Dying and its aftermath
Two poems by Elizabeth Jennings
In the early 1960’s, Jennings made a number of suicide attempts and spent time in and out of mental hospitals. She wrote For a Woman with a Fatal Illness, part of the masterpiece Sequence in Hospital (1963), during this period. Absence is from an earlier collection A Sense of the World (1958).
For a Woman with a Fatal Illness
The verdict has been given and you lie quietly
Beyond hope, hate, revenge, even self-pity.
You accept gratefully the gifts – flowers, fruit –
Clumsily offered now that your visitors too
Know you must certainly die in a matter of months,
They are dumb now, reduced only to gestures,
Helpless before your news, perhaps hating
You because you are the cause of their unease.

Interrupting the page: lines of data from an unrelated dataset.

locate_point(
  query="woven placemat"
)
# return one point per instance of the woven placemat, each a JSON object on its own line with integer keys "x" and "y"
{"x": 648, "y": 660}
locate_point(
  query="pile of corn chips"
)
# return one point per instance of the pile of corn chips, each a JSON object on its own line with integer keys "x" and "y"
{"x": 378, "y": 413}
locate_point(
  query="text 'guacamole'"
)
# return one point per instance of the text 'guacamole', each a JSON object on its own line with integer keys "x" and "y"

I, too, watching from my temporary corner,
Feel impotent and wish for something violent –
Whether as sympathy only, I am not sure –
But something at least to break the terrible tension.
Death has no right to come so quietly.
Absence
I visited the place where we last met.
Nothing was changed, the gardens were well-tended,
The fountains sprayed their usual steady jet;
There was no sign that anything had ended
And nothing to instruct me to forget.
The thoughtless birds that shook out of the trees,
Singing an ecstasy I could not share,
Played cunning in my thoughts. Surely in these
Pleasures there could not be a pain to bear
Or any discord shake the level breeze.
It was because the place was just the same
That made your absence seem a savage force,
For under all the gentleness there came
An earthquake tremor: Fountain, birds and grass
Were shaken by my thinking of your name.